In September 2001, Usmani was part of a small delegation of clerics known to be sympathetic to the Taliban in Afghanistan and travelled there to ostensibly convince Mullah Omar, the leader of the Taliban, to turn over Osama Bin Laden to the United States. Information leaked later by some of the clerics present at the meeting indicates that the delegation may have, in fact, tried to stiffen the Taliban’s will to resist.
Usmani is a prolific writer in Urdu, Arabic and English, having published dozens of books and countless articles.
Among his books available in English is a vitriolic attack on Christianity called “What is Christianity” and a broadside against the West and modernity called “Islam and Modernism.”
Here is one particularly revealing quote from “Islam and Modernism:”
“Killing is to continue until the unbelievers pay jizyah (subjugation tax) after they are humbled or overpowered.”
Usmani is well-known for his uncompromising views on the mandatory nature of conducting offensive jihad against non-Muslims “in order to establish the supremacy of Islam” worldwide.
Usmani also complained bitterly at the lack of martyrs to combat American forces in Iraq:
“No one is found having any desire of Shahadah (martyrdom). How many mothers are there who want to sacrifice their sons for the cause of Islam? How many sisters are there who want to say goodbye to their brothers departing to wage jihad against non-believers?”

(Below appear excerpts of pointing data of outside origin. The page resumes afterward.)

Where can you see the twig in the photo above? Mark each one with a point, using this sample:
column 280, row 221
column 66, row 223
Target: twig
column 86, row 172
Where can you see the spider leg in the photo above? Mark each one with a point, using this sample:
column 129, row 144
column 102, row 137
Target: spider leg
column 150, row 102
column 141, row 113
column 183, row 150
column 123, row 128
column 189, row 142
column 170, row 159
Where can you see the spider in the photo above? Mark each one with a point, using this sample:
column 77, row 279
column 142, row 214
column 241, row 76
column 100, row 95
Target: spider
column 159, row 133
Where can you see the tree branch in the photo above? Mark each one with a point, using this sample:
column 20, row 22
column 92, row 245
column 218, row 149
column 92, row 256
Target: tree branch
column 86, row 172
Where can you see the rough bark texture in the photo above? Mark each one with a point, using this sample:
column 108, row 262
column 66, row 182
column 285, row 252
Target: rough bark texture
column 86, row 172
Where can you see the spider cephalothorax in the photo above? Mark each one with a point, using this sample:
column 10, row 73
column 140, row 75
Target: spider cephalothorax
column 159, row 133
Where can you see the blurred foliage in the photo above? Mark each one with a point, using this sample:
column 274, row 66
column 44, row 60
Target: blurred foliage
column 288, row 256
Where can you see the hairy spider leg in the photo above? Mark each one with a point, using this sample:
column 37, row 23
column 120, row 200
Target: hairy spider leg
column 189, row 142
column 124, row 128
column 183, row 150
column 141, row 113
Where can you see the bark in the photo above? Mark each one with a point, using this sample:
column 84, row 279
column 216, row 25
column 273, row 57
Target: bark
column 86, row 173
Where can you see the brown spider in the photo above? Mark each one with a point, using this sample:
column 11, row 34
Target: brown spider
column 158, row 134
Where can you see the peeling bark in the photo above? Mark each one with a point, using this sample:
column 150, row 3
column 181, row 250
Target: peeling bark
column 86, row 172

Usmani referred to Americans in Iraq as “stinking atheists” and “the worst ever butchers and vultures of the world” who are “clawing off the flesh of bodies of innocent Iraqi Muslims.”
According to what Usmani has said and written, aggressive jihad against unbelievers is an Islamic obligation and, as such, does not need any justification.
“For a non-Muslim state to have more pomp and glory than a Muslim state itself is an obstacle, therefore to shatter this grandeur is among the greater objectives of jihad.”
Under Pakistani dictator General Zia al-Haq (1977-1988), the same man Sheikh DeLorenzo advised, who was also a zealous advocate of Shariah, Usmani played a key role in the introduction of the Shariah-based punishment code known as the Huddud Ordinance, as well as blasphemy laws and other Shariah injunctions, to the huge detriment of Pakistani justice and civil liberties to this day.
Men like Usmani and DeLorenzo form the foundation of the industry in which University Islamic pedals its wares. This alone should be troubling and should at least attract the curiosity of journalists. Then again, I’m not sure the folks at NPR can be properly termed “journalists.”
This brings us back to Stephen Ranzini, the head of University Financial. The NPR interview was not the first interview that Ranzini has conducted.
Back in 2009, a skeptical blogger questioned Ranzini forcefully about his decision to enter the world of Shariah. Ranzini’s responses boggle the mind, particularly this statement:
“One only needs to go to England to see the consequences of marginalizing Muslim citizens. Some of them then do stupid things like build bombs.”
This was Ranzini’s target market that he was talking about!